Hot and humid, temps over 100F in the sun, with plenty of sun. Despite a lot of hazy overcast we hit over 104F in the sun yesterday. Since hot sun on my arms feels like dipping them in molten metal, I hid indoors. Yep, I kindly ran away…
And I’ll be doing something similar today, getting the minimum pickups done, then getting ready for swim meet, and then doing said meet. Sometimes real world meatspace obligations overwhelm anything else. And I’ve volunteered to run the grill for 3 hours at the meet. I think I’ll be wearing long sleeves. Still gonna suck.
But that’s life. We are still having grilled burgers and swim meets, and get-togethers. Our little chunk of the big city still has a small town feel when we are just the kid’s school, or just the school neighborhood. There has been a lot of overlap in the various Venn diagrams involving the kids over the last 6-8 years, and while we aren’t close to anyone, we at least know names and are nodding acquaintances (my wife far more so than me). Someone less anti-people would be quite tied in. It’s an existing network that it wouldn’t be too hard to expand if need be. For example, the ladies work it constantly. The mommy mafia makes recommendations, shares experiences, and is the FIRST choice when one of them has a question involving local affairs/-living/-meatspace.
If you aren’t leaving the house, if you aren’t socially connected to your community, you are at a disadvantage. Child activities make it easy, but if you don’t have kids, find something to do. Join a club, a church, a charity, or a service organization. You need to be involved at least a tiny bit. You need access to the information flow, the local zeitgeist. You might need to be a known entity, a liked and valuable entity, if things get worse – “Oh George is cool, he helped me fix that thing, and I see him Wednesdays at the shooting range/at Little League games/at the food bank…”
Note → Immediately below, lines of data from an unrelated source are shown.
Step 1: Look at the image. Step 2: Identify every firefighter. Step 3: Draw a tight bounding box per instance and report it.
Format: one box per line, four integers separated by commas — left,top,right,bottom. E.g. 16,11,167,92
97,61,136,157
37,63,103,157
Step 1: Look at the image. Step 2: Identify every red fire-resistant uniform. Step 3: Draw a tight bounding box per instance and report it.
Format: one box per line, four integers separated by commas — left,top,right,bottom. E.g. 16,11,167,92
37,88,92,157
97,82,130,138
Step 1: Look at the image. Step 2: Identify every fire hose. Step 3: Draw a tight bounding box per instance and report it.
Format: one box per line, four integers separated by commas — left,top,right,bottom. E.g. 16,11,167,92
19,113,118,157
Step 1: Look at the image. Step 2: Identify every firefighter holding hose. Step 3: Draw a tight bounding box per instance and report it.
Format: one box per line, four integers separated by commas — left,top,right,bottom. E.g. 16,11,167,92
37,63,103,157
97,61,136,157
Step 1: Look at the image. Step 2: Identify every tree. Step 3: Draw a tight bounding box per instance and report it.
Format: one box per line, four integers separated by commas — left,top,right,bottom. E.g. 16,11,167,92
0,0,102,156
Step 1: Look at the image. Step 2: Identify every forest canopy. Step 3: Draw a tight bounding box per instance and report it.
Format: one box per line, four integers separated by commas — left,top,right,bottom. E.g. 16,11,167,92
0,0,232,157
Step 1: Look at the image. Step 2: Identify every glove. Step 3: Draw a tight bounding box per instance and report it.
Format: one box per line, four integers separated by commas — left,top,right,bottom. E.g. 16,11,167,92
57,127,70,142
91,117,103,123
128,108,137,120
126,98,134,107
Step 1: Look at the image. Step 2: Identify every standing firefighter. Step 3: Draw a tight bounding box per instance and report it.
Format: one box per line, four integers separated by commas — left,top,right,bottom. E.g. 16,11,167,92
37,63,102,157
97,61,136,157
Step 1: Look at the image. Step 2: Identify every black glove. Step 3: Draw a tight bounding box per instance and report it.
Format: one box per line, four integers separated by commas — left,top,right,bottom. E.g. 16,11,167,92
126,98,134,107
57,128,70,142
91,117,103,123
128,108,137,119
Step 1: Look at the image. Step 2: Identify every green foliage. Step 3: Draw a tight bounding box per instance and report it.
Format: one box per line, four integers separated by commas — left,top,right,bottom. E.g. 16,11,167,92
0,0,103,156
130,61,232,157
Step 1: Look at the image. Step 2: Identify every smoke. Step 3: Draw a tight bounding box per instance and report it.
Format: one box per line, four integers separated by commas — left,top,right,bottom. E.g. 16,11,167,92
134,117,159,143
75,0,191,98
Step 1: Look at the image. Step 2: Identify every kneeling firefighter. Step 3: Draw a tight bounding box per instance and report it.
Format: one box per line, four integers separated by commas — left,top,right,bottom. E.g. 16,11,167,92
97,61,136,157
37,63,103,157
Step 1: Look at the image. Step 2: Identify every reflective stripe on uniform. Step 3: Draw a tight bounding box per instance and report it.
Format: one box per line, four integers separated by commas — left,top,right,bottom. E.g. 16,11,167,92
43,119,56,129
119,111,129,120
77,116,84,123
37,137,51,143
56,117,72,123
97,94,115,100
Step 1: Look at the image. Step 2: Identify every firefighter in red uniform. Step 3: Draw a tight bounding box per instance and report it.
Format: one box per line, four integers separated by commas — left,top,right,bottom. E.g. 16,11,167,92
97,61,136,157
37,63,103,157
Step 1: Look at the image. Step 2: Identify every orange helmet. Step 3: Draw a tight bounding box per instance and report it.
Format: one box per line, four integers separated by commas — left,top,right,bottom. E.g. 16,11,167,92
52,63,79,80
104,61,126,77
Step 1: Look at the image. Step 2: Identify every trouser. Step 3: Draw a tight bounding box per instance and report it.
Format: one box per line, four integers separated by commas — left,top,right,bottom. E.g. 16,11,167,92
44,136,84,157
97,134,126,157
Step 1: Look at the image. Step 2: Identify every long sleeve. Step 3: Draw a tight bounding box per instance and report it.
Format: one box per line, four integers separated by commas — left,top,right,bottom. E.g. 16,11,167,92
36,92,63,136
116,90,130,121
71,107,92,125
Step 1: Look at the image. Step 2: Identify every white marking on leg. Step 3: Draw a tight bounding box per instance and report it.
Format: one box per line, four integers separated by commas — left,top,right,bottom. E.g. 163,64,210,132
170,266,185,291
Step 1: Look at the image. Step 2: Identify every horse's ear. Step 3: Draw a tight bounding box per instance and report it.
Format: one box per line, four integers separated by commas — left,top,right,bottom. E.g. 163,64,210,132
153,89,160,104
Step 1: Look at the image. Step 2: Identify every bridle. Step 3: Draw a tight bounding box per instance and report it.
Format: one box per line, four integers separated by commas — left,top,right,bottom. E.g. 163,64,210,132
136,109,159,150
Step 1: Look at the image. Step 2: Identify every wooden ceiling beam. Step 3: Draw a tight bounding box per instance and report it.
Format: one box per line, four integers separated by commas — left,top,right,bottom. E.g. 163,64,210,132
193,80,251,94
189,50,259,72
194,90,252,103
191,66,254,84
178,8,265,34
A ‘community of the mind’ based on shared interests and modern communications is a very nice thing. “Intentional family” or “family of choice” or whatever they’re calling it these days is a great thing. But they don’t replace the cashier at the local store you chat with, or the guys in the men’s group, or the old farts drinking coffee at the Golden Corral, or your ham club, or car club, or poker friends, or fishin’ buddies.
It should go without saying that you shouldn’t be “that guy who rants about politics with all the guns” or “the sour old @ssh0le that’s one step from a mass shooting” or “the guy who acts like a Fed” or “the guy who comes in every Wednesday but never says “hi” and never leaves a tip….” or any number of negative things…. To benefit you, it needs to benefit others. Give a little to get a little. A rising tide lifts all boats. Be a good neighbor. People notice. And they notice the opposite too.
Stack up some relationships. Stack up some stuff. Stack up some good karma. You’ll probably need it all, and still be short.
Added– if you are like me you might need to be reminded – consistency and longevity are key. Johnny Come Lately is just that. You need to get started so that you’ve always been there when things are worse down the road.
Be approachable. I’m not sure what it is, but people will talk to me. They come up to me to talk. I LOOK at them when I say hi. I don’t just use a rote greeting. I’m friendly. I don’t glower. I don’t intrude, but I open the door for them to respond. I do it a hundred times a week, and it might not work 58 times, but most people want some connection to others even if it’s just a tiny bit more than a superficial exchange.
I say “thanks” and in a way that it’s not just automatic, if they’ve actually done something. I offer praise instead of criticism – a stocker at the grocery store asked “are you finding everything” in a very rote way, I paused to consider my answer (which broke the rhythm of the rote exchange) said “pretty much”, again not a stock answer, then told him I thought they were doing a great job of keeping the shelves looking good “given all the challenges they’re having”. That opened the door and he told me about how their warehouse operations were going, how their staffing was having issues, and made several comments about supply chain issues. I ended with something like “well thanks, I appreciate you guys working so I can buy food for my family.”
That was a one off conversation, but it could have led to more the next time I saw him, and it gave me some first hand info I wouldn’t have had, while helping to reinforce the social bonds between people in my community. I want him to feel GOOD about what he does because I want him to continue doing it!
Chatting with people and being open and approachable is NOT my nature. I very much had to learn it, mostly on the job. Look for some commonality, even if it’s tiny, that you can use as an opener (one reason why people talk about the weather). It takes time and is a skill that you can improve. Mostly, for me, it took realizing that I really didn’t have anything to lose if I tried and failed. It can still sometimes be awkward, and I still sometimes decide not to do it. I’m better at judging when people are receptive now than I was, but really the cost of trying is so low, that I usually try. If you sometimes get a glower, or a blank stare? Move on.